The idea of this method is not to build up the polynomial coefficients but to build up a vector of polynomial evaluations at evenly spaced points. Doing this for a linear factor “prototype” like x-1 on m points costs us O(m). next we build a sparse vector that is 1 where its index matches a root (and 2 for double roots,…) otherwise its 0. Now we can almost build our evaluation of the final polynom by convolution, just that convolution adds its terms while we need the factors multiplied of course. The solution is simply to convert the evaluation of the “prototype” linear factor by elementwise log() before convolution and by exp() afterwards. The value for log(0) does not matter for us except for numerical stabilty, we have to after exp() reset all roots to 0 anyway. With log(0)=0 one gets first order derivatives at the roots though. Also one can implement this using clasic log/exp and a complex value fft or finite field log/exp with a real or finite field fft. The last step of turning the evaluation vector of our polynom into coefficients can be done with a finite field fft. This make the whole thing run in O(m logm) time for a field size of m.

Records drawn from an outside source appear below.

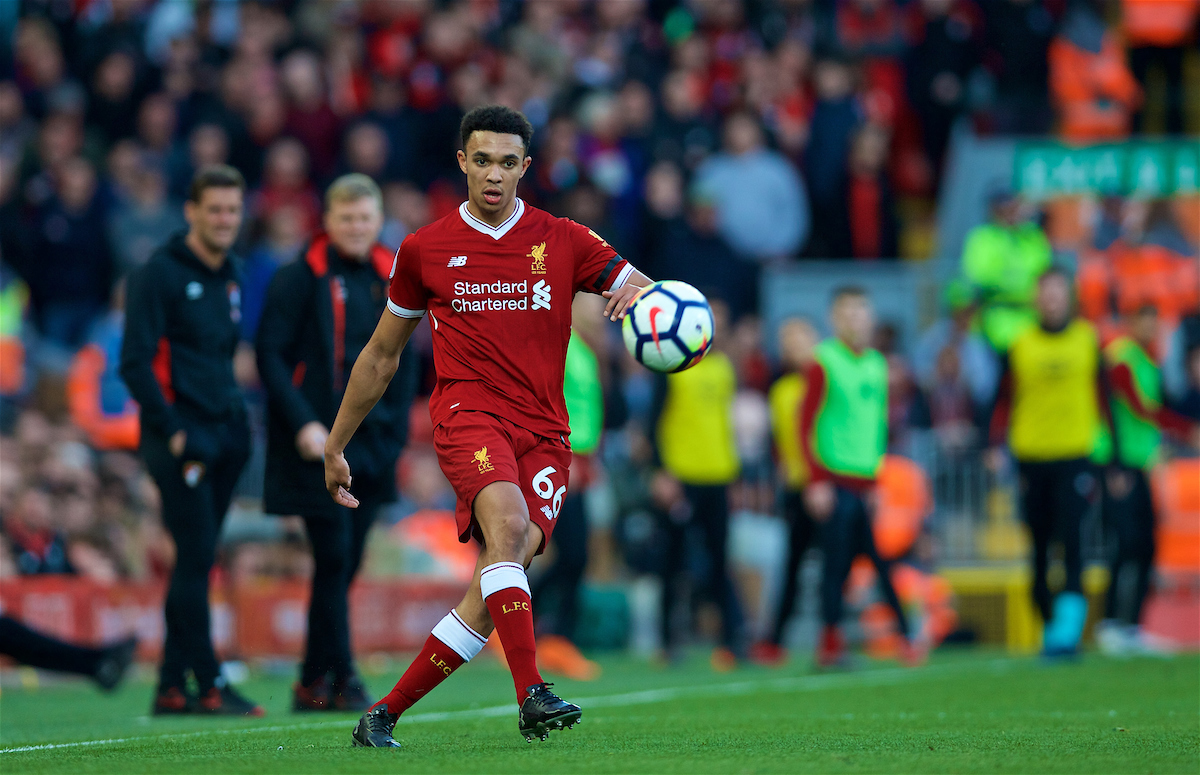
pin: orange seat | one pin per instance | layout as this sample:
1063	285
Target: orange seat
1066	226
12	365
1177	494
106	432
1093	92
904	504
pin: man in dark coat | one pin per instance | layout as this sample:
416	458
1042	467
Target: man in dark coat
181	330
319	313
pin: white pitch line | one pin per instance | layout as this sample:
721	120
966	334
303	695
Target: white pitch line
649	696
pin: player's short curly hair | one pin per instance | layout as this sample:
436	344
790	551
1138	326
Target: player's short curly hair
496	118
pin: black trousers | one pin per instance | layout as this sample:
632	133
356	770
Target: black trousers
557	590
35	649
1141	59
1131	528
193	510
1055	497
802	533
845	535
337	545
709	509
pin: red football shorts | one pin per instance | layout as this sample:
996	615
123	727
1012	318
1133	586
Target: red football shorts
477	449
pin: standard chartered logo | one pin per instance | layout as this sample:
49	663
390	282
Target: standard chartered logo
499	296
540	295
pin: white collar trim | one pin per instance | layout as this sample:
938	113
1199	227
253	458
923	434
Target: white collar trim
495	232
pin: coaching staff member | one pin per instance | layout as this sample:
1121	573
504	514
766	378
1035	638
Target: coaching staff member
181	329
319	313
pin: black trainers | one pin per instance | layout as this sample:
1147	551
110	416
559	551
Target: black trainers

Whats annoying on it is that the the first part works with samples evenly spaced (aka an additative subgroup) while the second, that is turning the evaluation into coefficients is on a multiplicative subgroup of a finite field. In practice that means while my roots are along a multiplicative subgroup of GF(2^{16}+1) i have to apply the rdft over the whole field. which is kinda feeling like a waste of cpu cycles

Suggestions to improve this are welcome. Also alternatively if one knows of a linear time method to zero pad in the frequency domain a block of size 2^{n} to twice its size than the resursive multiplication variant should also run in O(n logn) time.